DEVICE=$(xcrun devicectl list devices | awk '/iPhone 17 Pro/{print \$3}')

# 1. Delete CoreMLLLMChat app on iPhone (long-press home icon → "Remove App"
#    → "Delete App"). devicectl doesn't remove orphan files; switching from a
#    previous bundle without a clean sandbox WILL produce broken output.
# 2. In Xcode, Cmd+R to reinstall a fresh app.

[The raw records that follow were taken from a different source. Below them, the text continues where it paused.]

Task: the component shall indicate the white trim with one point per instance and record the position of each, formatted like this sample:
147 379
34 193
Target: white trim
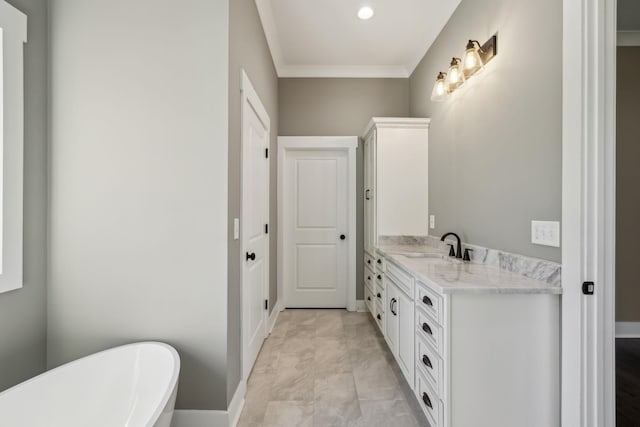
349 143
588 211
343 71
273 318
237 403
14 35
628 38
627 329
248 95
396 122
199 418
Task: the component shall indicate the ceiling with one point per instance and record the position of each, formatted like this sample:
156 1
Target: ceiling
325 38
628 15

Launch once to create the
#    Documents container.
# 3. Force-quit the app (swipe up in app switcher) so devicectl can write.

xcrun devicectl device copy to --device "$DEVICE" \
    --domain-type appDataContainer \
    --domain-identifier com.example.CoreMLLLMChat \
    --source build/gemma4-e4b-multimodal \
    --destination Documents/Models/gemma4-e4b

# 4. Xcode scheme env vars:
#      LLM_SHOW_EXPERIMENTAL=1  (already required for some pickers)
#      LLM_VISION_FORCE_ANE=1   (route vision.ane.mlmodelc through ANE)
# 5. Cmd+R, pick "Gemma 4 E4B" in the picker, test.

Verified iPhone 17 Pro results (2026-05-03)

Modality	Result
Text-only	15.7 tok/s, baseline-quality response (matches Mac)
Image + text	Coherent description, no gibberish
Video + text	Coherent description
Audio + text	Correct response (after `AudioProcessor` `embed_proj` non-square fix)

Files of interest

File	Role
`Sources/CoreMLLLM/AudioProcessor.swift`	Two-stage Swift projection. `ProjectionWeights` now derives `inDim` / `outDim` / `finalDim` from weight tensor sizes; embed_proj sgemm uses `finalDim` (E4B 2560) instead of hard-coded `outDim`.
`conversion/models/gemma4_swa_merged.py`	`MergedChunk23` accepts `own_range` / `shared_range`; defaults E2B (L8-14 / L15-24); E4B passes (12,24)/(24,33).
`conversion/build_gemma4_3way.py`	Threads `compute_chunk_boundaries(cfg)` into the merged chunk so `--model gemma4-e4b` produces correct 3-way decode.
`scripts/assemble_gemma4_e4b_multimodal.sh`	Reproducible bundle assembly.
`Sources/CoreMLLLM/ChunkedEngine.swift`	Auto-detects Topology II via `chunk2_3way` + `chunk3_3way` presence. Routes prefill via `prefill_b8` multifunction in legacy chunks 1-4 when `prefill_chunk1` is absent (our case).

What's NOT in this bundle (intentional)

prefill_chunk{1..4}.mlmodelc (multifunction T=64/128/256/512): see "What was tried and rejected" above.
vision.mlmodelc (GPU variant, output [1, 280, hidden]): not built for E4B. We ship vision.ane.mlmodelc only and rely on LLM_VISION_FORCE_ANE=1.
vision_video.mlmodelc: video runs through still-image vision with 2×2 pooling fallback in the engine. Adequate quality on validation.
Stateful chunks: Gemma4StatefulMultimodalEngine is Mac-only / dev-only.